Item 7. Certain Relationships and Related Transactions
(a) Describe Related Party Transactions
During 1997 and 1998, the Company loaned Mr. Mabie $33,500 and $17,500, respectively, at an interest rate of 8% per year. The loans and accrued interest were canceled during 1998 and accounted for as G&A expense.
During 1997 and 1998, the Company loaned Ms. Vincent $29,000 and $7,500, respectively, at an interest rate of 8% per year. The loans and accrued interest were canceled during 1998 and accounted for as G&A expense.
During 1997, the Company issued 108,000 shares of stock through conversion of common stock warrants by Bryant Investments, a founder of Cerro Mining. Of the 108,000 shares issued, 43,500 shares were issued in exchange for $87,000 in cash and 64,500 were issued in exchange for a $129,000 promissory note. During 1998, the Company canceled the promissory note and accrued interest of $4,677 pursuant to a settlement agreement with Bryant Investments. The settlement was accounted for as G&A expense.
In January 1998, the Board granted 1,750,000 options to purchase common stock at exercise prices ranging from $0.50 to $.2.00 per share to StockbrokerRelations, Inc. ("SRI"). During 1998, SRI exercised 500,000 options at prices ranging from $0.50 and $0.75 per share which resulted in the Company receiving $307,400 in cash and $18,100 in services. In September 1998, the Board granted 70,000 options to purchase common stock at $0.75 per share to Morgan-Phillips, Inc., a third-party investor relations firm. Morgan-Phillips exercised all 70,000 options during 1998, which resulted in the Company receiving $52,500 in cash.

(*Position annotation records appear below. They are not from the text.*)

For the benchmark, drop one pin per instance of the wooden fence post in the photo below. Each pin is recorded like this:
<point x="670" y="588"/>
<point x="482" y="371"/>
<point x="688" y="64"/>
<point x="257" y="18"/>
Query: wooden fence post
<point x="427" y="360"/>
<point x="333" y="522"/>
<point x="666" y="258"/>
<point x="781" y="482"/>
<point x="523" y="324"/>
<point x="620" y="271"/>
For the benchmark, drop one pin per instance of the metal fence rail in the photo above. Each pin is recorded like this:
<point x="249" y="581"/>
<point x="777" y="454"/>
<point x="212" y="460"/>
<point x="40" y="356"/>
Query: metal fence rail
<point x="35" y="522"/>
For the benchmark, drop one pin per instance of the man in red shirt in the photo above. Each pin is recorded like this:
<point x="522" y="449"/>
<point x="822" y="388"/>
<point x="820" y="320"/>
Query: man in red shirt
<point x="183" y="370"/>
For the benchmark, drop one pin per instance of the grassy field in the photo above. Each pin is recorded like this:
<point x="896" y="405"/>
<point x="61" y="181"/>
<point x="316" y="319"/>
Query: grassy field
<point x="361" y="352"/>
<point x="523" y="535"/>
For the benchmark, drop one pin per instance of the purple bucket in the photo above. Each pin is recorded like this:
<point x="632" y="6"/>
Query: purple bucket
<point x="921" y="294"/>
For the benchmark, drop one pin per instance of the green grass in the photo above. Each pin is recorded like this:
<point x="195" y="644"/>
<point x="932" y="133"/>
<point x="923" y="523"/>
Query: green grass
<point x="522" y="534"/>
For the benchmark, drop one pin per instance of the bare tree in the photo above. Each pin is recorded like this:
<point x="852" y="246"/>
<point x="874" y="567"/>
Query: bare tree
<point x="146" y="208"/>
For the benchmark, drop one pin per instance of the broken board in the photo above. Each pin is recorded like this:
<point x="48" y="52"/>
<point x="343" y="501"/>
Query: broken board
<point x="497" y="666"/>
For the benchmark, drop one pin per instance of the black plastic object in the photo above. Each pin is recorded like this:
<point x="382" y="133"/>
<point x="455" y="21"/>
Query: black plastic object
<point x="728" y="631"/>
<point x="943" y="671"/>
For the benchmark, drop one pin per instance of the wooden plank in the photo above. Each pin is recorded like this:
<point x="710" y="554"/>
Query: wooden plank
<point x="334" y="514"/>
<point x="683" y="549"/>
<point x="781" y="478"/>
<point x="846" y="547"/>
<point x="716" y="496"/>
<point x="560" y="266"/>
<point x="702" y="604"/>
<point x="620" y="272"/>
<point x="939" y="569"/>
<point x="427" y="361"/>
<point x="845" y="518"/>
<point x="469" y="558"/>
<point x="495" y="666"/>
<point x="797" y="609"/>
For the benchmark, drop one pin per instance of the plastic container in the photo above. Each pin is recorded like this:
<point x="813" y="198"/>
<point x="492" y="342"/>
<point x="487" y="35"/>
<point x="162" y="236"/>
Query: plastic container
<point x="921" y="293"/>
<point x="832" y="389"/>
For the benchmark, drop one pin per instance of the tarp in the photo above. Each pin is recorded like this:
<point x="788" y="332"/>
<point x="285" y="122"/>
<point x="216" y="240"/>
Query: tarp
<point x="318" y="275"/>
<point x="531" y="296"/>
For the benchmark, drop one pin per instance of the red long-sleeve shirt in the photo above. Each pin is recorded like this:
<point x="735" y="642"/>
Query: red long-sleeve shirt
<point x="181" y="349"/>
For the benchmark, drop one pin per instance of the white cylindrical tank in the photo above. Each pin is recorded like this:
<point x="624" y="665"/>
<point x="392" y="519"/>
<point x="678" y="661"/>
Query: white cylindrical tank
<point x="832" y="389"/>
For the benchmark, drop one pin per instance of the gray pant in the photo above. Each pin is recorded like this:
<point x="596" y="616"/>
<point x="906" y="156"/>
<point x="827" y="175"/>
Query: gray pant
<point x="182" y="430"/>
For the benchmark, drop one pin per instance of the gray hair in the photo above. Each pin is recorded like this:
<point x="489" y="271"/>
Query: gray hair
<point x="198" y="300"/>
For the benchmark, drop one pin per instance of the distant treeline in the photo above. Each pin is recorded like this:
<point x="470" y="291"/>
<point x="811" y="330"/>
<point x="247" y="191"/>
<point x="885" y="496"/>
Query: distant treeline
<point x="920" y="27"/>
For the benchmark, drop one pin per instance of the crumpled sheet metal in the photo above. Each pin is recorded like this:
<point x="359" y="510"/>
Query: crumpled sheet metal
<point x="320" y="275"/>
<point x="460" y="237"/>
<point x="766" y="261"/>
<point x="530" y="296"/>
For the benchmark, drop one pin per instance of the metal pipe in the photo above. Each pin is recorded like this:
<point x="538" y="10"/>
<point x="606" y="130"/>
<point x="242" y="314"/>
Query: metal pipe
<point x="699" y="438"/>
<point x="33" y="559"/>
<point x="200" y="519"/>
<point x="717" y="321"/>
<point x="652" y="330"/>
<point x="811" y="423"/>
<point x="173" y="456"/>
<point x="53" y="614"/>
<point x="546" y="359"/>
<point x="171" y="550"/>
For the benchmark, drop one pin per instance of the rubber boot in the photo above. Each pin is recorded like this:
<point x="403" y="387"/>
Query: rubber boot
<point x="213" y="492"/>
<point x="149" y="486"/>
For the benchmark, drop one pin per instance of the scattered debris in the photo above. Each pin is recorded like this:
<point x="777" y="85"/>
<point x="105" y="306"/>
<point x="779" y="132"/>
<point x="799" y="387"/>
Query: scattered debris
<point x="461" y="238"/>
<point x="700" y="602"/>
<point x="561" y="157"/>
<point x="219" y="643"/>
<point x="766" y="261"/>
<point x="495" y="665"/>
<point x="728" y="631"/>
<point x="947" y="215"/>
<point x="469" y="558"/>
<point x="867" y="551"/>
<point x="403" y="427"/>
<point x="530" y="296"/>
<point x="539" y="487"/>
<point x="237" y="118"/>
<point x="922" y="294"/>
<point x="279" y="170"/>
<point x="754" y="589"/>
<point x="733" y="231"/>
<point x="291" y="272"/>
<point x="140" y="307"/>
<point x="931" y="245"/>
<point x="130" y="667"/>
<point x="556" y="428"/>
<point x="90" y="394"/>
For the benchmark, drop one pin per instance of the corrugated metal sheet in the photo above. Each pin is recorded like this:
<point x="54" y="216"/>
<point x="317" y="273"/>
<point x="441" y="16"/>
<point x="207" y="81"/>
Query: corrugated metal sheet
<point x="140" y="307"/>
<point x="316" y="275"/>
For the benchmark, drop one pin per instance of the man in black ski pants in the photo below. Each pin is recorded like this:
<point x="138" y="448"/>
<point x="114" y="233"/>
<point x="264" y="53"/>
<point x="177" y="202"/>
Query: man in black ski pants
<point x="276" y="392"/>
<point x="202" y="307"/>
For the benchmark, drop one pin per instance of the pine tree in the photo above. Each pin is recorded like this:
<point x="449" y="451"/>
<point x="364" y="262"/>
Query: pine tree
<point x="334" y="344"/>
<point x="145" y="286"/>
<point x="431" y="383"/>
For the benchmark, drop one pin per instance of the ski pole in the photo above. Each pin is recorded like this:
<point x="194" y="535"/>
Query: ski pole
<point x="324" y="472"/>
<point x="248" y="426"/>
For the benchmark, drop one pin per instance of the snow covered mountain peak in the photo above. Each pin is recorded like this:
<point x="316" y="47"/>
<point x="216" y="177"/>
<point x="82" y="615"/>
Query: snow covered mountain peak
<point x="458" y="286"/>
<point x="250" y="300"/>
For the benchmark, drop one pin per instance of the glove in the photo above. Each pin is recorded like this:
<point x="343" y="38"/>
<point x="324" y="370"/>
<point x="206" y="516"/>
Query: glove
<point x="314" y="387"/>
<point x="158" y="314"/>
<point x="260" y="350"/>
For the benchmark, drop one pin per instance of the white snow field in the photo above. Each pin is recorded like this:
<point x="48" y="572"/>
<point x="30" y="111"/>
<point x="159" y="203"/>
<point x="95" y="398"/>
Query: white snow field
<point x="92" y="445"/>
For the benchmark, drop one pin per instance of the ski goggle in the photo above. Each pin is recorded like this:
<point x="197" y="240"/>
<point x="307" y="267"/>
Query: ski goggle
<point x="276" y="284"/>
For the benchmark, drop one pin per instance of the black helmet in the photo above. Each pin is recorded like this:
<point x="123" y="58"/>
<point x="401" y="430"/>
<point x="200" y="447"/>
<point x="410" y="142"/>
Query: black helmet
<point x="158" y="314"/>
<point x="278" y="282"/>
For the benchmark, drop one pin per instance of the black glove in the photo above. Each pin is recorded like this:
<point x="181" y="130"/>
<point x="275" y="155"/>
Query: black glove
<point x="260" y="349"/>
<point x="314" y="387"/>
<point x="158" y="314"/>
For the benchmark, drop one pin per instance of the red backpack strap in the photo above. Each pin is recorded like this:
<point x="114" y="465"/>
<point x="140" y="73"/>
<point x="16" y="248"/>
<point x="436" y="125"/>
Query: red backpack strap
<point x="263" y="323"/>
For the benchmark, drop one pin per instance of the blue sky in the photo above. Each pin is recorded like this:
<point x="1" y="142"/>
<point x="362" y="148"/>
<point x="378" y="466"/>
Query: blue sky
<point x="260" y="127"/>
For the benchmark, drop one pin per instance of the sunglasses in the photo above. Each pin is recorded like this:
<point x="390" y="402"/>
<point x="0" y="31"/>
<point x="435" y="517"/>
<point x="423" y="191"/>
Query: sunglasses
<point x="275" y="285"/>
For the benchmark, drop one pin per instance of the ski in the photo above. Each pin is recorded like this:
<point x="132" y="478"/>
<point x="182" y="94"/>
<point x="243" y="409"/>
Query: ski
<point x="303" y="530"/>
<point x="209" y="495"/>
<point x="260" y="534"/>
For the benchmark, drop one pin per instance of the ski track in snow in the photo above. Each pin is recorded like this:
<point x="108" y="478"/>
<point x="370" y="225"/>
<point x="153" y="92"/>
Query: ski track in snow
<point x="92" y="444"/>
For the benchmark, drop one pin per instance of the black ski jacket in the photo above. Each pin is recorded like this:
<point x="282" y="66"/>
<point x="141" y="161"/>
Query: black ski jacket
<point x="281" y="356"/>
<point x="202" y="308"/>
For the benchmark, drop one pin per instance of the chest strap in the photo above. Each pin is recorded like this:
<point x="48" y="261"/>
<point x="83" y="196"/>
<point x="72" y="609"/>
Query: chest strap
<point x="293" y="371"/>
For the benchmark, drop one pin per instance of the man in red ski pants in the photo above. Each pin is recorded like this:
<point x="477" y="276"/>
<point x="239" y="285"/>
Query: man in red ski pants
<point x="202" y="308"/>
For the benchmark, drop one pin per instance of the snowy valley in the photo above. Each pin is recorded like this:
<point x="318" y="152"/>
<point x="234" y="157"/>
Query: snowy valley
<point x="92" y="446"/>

In June 1998, the Company issued 350,000 shares to Sean Stanton, a founder of Cerro Mining, as a result of a settlement agreement.
During 1999, the Company sold 390,693 shares of its common stock to third-party investors for $342,425 in cash, issued 14,069 shares of its common stock to a non-affiliate as a consulting fee in connection with the sale of common stock, issued 300,000 shares of its common stock to employees in connection with the exercise of stock options which resulted in the Company receiving $150,000 in cash, and issued 150,000 shares of its common stock to Morgan-Phillips, Inc. in exchange for services valued at $150,000.
In addition, Maxxon has entered into indemnification agreements with Messers. Mabie, Slicker, and Coughlin and Ms. Vincent and Ms. Pippin, a form of which is attached hereto as Exhibit 6.3. These agreements provide that Maxxon will indemnify each person for acts committed in his or her official capacities and for virtually all other claims for which a contractual indemnity might be enforceable.
Foreign Patent Protection The U.S. patent covering the Maxxon safety syringe does not extend to foreign countries and the Company does not presently have any foreign patent protection for its product.